Presentation

The Faculty of Social Sciences and Humanities of NOVA University of Lisbon (NOVA FCSH) and the Open University (Universidade Aberta) offer, in partnership, a doctoral programme in Medieval Studies, in a regime of e-learning with a brief face-to-face component. 

The course is taught according to the Open University (Universidade Aberta) pedagogical model (internationally recognised) and complemented by a one-week face-to-face doctoral retreat; during this period, the students present and discuss their thesis projects, make contact with the course teachers and with international lecturers, aswell as participating in a small postgraduate conference, in order to promote integration in the professional academic environment. 

Several partnerships have been established with Spanish universities where, under ERASMUS+, doctoral students have the opportunity to attend seminars and complement their training if they so wish. They can also be integrated into the various projects taking place in IEM, even at a distance. From 2021, researchers at CSIC- Madrid will also offer an online option under the collaboration protocol that unites the three institutions.

Doctoral dissertations may also be jointly supervised, when the respective protocols are signed, or according to the Doctor Europaeus model.

In 2020/21, the host institution is NOVA FCSH.

LANGUAGE OF INSTRUCTION___

Mastery of the Portuguese language (at reading level) is required, although all the assessed activities within the doctoral programme (participation in forums, reports, seminar papers) may be presented in Spanish, French, Italian or English.

Objectives

The main goals of the programme are:

  • to promote advanced, multi- and interdisciplinary training in the field of Medieval Studies;
  • to promote independent, innovative and autonomous research.

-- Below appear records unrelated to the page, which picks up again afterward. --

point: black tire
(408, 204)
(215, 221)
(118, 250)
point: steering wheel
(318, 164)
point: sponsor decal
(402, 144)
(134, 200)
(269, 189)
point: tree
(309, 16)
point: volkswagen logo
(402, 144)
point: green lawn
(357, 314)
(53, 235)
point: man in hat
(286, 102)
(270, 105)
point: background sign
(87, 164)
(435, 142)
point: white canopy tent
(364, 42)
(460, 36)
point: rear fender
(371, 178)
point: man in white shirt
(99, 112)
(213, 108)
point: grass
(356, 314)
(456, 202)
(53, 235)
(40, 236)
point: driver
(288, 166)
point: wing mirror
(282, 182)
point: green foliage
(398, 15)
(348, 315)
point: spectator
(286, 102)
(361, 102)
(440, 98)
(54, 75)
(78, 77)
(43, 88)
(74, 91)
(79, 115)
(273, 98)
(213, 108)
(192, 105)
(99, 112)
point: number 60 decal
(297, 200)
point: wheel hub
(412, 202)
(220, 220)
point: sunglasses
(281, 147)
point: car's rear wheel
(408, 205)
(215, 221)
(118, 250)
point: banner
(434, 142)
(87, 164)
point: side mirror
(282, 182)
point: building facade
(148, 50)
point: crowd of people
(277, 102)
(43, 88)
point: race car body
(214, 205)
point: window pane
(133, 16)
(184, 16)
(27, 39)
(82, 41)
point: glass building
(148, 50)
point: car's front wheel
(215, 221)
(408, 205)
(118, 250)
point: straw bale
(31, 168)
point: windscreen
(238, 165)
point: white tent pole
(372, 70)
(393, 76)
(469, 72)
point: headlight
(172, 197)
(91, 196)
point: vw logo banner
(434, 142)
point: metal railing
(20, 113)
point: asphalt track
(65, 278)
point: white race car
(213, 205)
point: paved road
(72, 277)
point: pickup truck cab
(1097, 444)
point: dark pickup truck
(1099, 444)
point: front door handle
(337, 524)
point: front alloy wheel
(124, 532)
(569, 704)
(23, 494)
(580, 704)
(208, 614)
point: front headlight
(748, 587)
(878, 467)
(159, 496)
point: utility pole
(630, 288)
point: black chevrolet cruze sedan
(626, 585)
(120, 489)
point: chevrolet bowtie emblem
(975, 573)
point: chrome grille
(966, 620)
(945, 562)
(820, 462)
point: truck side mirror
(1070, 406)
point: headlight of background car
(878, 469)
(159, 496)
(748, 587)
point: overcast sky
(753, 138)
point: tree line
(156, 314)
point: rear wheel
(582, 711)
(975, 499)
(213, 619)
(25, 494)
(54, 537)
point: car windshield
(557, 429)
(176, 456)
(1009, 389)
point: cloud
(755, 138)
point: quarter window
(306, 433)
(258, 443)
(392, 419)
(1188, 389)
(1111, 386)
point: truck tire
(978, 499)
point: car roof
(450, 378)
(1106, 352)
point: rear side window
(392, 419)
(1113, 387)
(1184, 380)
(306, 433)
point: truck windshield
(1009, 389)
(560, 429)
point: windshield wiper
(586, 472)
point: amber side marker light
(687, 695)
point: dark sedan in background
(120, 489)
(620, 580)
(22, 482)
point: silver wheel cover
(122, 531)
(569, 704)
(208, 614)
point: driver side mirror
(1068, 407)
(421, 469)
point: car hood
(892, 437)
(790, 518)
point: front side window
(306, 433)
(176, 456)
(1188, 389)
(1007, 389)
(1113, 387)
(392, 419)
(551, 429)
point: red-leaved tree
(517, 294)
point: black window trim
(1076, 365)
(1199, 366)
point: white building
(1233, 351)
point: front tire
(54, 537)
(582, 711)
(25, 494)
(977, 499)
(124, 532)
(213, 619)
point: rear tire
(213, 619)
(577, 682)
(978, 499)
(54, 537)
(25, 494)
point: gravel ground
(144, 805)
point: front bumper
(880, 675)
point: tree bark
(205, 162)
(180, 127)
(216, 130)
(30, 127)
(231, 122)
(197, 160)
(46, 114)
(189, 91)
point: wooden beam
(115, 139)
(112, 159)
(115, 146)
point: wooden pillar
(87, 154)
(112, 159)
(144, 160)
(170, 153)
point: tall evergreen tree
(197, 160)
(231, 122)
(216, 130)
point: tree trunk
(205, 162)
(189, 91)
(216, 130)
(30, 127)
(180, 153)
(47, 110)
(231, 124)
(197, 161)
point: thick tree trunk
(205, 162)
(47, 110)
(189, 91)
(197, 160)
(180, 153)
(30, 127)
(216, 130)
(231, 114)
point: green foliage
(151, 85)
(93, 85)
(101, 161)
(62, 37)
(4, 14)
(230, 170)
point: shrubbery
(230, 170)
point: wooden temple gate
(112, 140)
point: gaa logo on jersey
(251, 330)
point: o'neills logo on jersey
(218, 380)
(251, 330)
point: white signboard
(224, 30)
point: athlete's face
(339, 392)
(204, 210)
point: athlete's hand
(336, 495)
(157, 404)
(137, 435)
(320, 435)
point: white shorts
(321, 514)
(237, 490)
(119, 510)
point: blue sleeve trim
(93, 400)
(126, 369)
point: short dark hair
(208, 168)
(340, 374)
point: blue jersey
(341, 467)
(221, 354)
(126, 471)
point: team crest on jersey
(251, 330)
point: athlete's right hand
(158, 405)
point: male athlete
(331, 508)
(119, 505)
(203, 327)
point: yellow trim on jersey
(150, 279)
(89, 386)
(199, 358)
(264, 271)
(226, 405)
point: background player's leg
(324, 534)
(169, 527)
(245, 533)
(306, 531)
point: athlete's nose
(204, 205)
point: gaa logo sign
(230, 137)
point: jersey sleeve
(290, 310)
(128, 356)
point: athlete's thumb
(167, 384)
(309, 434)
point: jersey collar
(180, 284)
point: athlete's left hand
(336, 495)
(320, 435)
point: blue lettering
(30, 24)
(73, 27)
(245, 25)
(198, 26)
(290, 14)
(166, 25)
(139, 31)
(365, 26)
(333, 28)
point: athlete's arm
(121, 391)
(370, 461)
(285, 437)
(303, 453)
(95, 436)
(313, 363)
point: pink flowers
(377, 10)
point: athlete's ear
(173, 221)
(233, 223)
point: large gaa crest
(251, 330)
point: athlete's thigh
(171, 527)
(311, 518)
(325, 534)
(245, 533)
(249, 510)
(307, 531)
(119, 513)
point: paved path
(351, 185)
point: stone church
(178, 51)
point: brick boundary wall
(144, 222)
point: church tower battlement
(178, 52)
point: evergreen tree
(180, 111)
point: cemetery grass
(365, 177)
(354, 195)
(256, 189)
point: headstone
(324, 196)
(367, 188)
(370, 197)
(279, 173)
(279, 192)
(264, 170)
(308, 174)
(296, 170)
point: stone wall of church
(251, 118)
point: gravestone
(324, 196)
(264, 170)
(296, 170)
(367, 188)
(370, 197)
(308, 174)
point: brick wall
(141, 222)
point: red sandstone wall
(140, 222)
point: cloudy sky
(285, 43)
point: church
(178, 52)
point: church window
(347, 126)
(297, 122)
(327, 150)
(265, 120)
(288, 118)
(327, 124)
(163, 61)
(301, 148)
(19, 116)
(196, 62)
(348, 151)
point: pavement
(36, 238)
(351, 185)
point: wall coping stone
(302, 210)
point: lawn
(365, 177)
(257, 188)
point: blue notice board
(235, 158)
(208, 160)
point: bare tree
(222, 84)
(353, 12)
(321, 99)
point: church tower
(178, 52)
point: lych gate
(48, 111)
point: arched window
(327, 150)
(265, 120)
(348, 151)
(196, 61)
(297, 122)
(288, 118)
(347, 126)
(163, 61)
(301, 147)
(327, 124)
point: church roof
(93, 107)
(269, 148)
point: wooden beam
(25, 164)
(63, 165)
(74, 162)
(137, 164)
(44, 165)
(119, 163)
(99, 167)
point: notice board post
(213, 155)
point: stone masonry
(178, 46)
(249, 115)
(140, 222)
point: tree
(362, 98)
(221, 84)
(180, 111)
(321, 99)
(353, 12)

It is also intended that students will achieve the following learning goals:

  • ability to synthesise and critically approach concepts from a range of data and problems from a variety of subject areas and themes.
  • mastery of technical skills (palaeography, Latin, textual criticism, analysis of archaeological remains, images and colours).
  • mastery of tools for the selection of the methodology/-ies best suited to the work to be developed and of the various levels of treatment of materials (texts, images, archaeological remains,
    elements of material culture, music, liturgy, etc).
  • ability to produce high-level interdisciplinary and comparative research, individually in at least two different scientific areas, respecting the requirements of academic quality and integrity standards.
  • ability to communicate with peers, the broader academic community and society in general about the specialization.